Los Angeles designated the Leonis Adobe as the city’s first cultural monument at the initial meeting of the Cultural Heritage Board. The historic Calabasas structure dates to the 1840s and is one of the oldest remaining private homes in the city.

The Japanese Union Church, which served as a significant religious and community center both for Japanese Americans and Black Americans, became the 312th cultural monument to be recognized by the Cultural Heritage Commission. Photo by Downtowngal (CC BY-SA 3.0).

The Cultural Heritage Commission has also been instrumental in paying tribute to the city's diverse and rich cultural history, according to Bernstein.

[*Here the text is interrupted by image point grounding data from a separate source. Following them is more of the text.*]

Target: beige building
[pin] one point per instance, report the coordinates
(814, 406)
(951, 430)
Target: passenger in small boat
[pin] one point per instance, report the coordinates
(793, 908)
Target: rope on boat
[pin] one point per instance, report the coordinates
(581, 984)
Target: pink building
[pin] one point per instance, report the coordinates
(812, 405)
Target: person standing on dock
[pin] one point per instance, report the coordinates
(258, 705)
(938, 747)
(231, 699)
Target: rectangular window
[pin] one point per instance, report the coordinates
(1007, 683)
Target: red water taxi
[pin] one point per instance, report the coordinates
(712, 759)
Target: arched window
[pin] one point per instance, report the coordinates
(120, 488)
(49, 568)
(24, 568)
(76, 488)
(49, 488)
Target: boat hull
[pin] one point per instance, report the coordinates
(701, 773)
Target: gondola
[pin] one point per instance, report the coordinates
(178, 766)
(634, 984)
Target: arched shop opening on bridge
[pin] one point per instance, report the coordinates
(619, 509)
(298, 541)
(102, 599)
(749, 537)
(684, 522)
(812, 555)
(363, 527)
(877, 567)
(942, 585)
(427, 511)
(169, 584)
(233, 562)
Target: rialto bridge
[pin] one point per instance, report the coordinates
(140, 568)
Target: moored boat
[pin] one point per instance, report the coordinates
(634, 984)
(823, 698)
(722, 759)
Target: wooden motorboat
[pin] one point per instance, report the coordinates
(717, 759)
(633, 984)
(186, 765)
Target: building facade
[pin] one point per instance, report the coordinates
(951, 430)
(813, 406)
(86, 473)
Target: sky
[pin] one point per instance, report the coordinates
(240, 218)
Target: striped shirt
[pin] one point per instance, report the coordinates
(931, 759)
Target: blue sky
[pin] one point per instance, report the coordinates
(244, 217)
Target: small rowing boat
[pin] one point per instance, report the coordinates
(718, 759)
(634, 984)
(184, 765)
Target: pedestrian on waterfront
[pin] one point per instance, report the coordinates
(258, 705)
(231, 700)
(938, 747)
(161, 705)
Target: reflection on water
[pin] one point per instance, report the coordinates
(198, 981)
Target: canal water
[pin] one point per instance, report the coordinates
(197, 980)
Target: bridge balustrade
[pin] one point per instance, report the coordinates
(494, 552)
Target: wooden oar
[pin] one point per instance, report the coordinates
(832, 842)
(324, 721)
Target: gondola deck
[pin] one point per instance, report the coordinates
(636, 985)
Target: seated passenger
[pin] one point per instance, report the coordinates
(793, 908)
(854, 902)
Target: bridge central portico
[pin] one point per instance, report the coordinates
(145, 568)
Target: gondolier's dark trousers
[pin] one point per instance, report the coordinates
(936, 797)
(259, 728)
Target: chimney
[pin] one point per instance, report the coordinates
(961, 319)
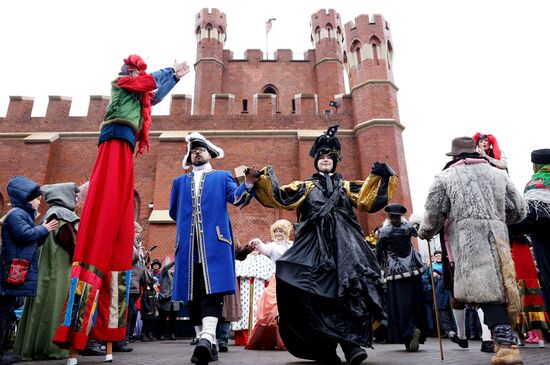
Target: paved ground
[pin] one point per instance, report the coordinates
(179, 352)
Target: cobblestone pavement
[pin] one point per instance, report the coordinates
(179, 353)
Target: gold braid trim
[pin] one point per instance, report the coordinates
(365, 199)
(264, 192)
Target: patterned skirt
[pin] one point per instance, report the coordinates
(533, 313)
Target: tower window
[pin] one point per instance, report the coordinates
(270, 90)
(375, 54)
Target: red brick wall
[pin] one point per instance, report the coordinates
(244, 137)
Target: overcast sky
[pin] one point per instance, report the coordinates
(461, 66)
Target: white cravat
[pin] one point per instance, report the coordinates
(198, 171)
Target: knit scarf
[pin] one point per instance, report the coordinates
(539, 186)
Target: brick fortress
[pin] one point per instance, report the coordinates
(261, 110)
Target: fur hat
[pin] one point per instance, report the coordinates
(195, 139)
(540, 157)
(462, 145)
(283, 224)
(327, 144)
(395, 209)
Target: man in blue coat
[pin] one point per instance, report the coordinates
(20, 241)
(204, 247)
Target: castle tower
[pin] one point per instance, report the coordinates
(368, 62)
(327, 38)
(210, 29)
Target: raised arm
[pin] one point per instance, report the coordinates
(375, 192)
(271, 195)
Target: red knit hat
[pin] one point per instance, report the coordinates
(135, 62)
(492, 143)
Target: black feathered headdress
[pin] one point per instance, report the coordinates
(327, 144)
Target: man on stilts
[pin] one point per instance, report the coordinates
(98, 294)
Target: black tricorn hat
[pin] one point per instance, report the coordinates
(541, 157)
(156, 262)
(395, 209)
(327, 143)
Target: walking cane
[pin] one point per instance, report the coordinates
(435, 301)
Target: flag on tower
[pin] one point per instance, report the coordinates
(268, 25)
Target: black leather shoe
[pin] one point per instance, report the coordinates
(122, 349)
(332, 359)
(487, 346)
(357, 357)
(205, 352)
(222, 347)
(92, 351)
(461, 343)
(9, 358)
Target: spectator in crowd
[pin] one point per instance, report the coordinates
(403, 268)
(42, 312)
(21, 238)
(475, 203)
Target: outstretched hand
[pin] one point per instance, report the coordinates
(51, 225)
(252, 175)
(181, 69)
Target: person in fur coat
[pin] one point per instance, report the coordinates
(476, 202)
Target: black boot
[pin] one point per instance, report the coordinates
(355, 354)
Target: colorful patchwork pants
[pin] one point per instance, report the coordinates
(100, 277)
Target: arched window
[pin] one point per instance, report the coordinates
(375, 43)
(390, 55)
(198, 34)
(269, 89)
(137, 206)
(356, 52)
(375, 54)
(330, 31)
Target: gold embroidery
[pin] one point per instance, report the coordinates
(221, 237)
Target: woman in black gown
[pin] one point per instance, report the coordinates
(328, 283)
(403, 268)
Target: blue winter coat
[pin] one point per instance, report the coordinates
(21, 237)
(215, 238)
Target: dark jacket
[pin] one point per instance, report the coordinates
(138, 267)
(149, 300)
(396, 253)
(165, 294)
(21, 237)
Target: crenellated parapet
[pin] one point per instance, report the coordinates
(57, 116)
(368, 49)
(280, 55)
(210, 24)
(326, 24)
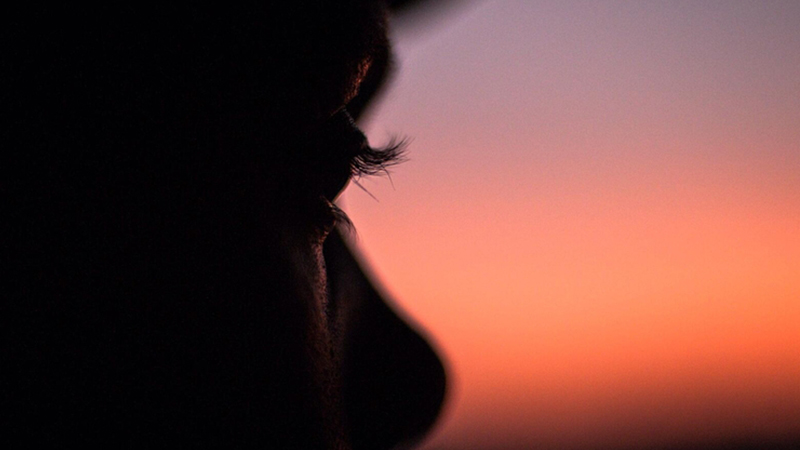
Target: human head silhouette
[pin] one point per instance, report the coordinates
(177, 278)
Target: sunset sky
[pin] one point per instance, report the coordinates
(599, 220)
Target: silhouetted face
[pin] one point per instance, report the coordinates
(171, 198)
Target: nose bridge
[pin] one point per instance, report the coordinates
(393, 380)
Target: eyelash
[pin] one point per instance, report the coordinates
(367, 162)
(371, 161)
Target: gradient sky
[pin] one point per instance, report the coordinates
(599, 221)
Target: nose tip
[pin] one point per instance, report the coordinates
(394, 382)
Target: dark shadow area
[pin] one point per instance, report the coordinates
(168, 176)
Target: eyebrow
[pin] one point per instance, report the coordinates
(380, 70)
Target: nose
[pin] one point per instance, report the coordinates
(393, 380)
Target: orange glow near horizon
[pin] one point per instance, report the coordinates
(599, 225)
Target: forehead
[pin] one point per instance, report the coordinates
(303, 53)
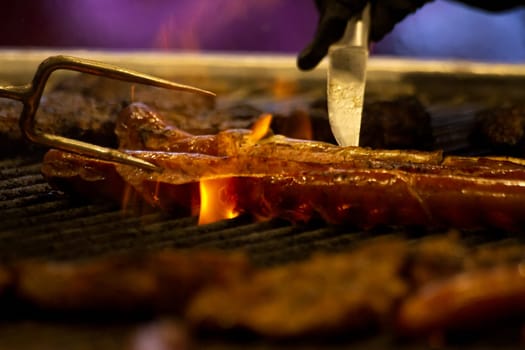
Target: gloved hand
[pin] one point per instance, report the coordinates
(385, 14)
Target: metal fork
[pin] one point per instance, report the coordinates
(31, 94)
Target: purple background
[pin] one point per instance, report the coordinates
(440, 30)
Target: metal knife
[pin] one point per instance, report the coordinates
(346, 80)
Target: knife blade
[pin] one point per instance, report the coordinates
(346, 80)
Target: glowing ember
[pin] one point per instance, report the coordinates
(261, 127)
(218, 202)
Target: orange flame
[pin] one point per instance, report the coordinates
(261, 127)
(217, 202)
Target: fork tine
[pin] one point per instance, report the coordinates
(84, 65)
(30, 96)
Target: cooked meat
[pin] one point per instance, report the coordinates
(326, 295)
(85, 107)
(466, 301)
(133, 283)
(298, 180)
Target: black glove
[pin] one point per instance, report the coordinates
(385, 14)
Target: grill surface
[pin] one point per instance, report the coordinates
(38, 222)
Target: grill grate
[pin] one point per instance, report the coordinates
(37, 221)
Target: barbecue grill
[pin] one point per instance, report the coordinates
(39, 222)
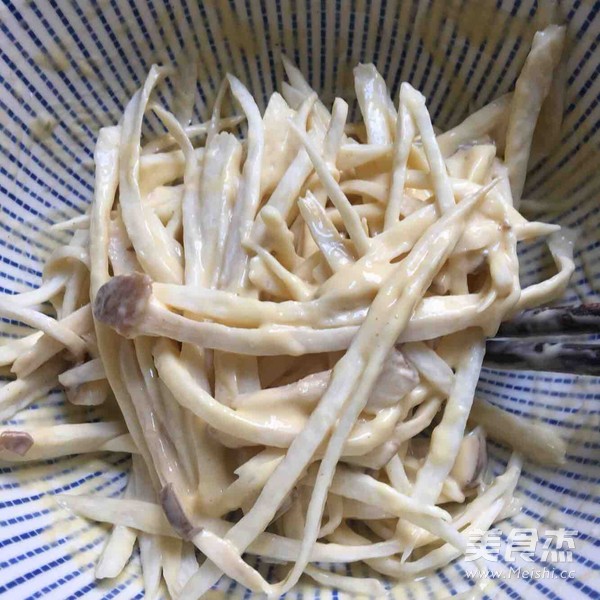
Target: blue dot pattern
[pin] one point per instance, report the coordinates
(78, 63)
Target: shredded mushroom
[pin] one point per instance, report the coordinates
(293, 327)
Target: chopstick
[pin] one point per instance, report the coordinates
(553, 320)
(528, 342)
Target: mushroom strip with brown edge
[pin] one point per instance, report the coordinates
(292, 326)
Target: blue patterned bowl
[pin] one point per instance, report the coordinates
(67, 69)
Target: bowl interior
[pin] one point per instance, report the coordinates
(68, 69)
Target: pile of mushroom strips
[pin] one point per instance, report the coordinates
(293, 326)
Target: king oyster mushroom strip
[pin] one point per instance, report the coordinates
(292, 327)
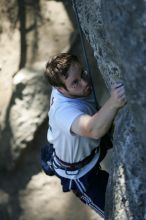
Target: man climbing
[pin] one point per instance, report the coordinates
(76, 128)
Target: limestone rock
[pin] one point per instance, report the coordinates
(25, 113)
(116, 32)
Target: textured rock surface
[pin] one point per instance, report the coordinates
(26, 112)
(116, 31)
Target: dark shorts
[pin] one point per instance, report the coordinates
(90, 188)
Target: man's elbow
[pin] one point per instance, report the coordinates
(97, 134)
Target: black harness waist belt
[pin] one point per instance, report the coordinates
(77, 165)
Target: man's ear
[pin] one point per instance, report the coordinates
(61, 89)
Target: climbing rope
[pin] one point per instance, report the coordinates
(84, 49)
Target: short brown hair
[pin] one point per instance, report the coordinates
(58, 67)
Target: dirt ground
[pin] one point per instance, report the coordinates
(26, 192)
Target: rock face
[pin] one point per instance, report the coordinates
(26, 112)
(116, 31)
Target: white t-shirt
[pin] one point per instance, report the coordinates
(63, 111)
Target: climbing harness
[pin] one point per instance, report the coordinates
(84, 49)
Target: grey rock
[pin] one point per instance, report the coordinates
(26, 112)
(116, 31)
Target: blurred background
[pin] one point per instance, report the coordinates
(31, 31)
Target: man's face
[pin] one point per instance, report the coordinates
(77, 83)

The Japanese Union Church on San Pedro Street, for example, embodies the ethnic diversity that started taking root in the city in the 20th century as well as racial divide and discrimination which minority groups had faced.

After becoming the first permanent Christian house of worship in Little Tokyo in 1923, the Union Church served as an important religious institution and community center for Japanese American immigrants before WWII. But when Japanese Americans were sent to internment camps during the war, the church became a religious and social center for the Black community.

“African Americans relocated to Los Angeles during that period from the south and relocated to Little Tokyo, which had been largely vacated during the internment. It became known as the neighborhood of Brownsville during World War II,” Berstein describes. “The church played that vital role as well for African Americans. And then after World War II, it again became a vital center for the Japanese American community.”

In addition to the Leonis Adobe and the Japanese Union Church, the city’s Cultural Heritage Commission has designated more than 1,200 other historic-cultural monuments, including the Angels Flight Railway and Bradbury Building downtown to the San Fernando Rey Mission and the Hollywood Forever Cemetery.

Although some owners push back against having their properties designated as cultural monuments, Bernstein says such resistance has become less frequent as both the the city and state have created incentives to sweeten the pot:

“The majority of nominations we get — more than half — come from property owners themselves,” Bernstein says. “Wanting to designate and recognize their own buildings, their own properties as city historic cultural monuments and see them protected into the future.”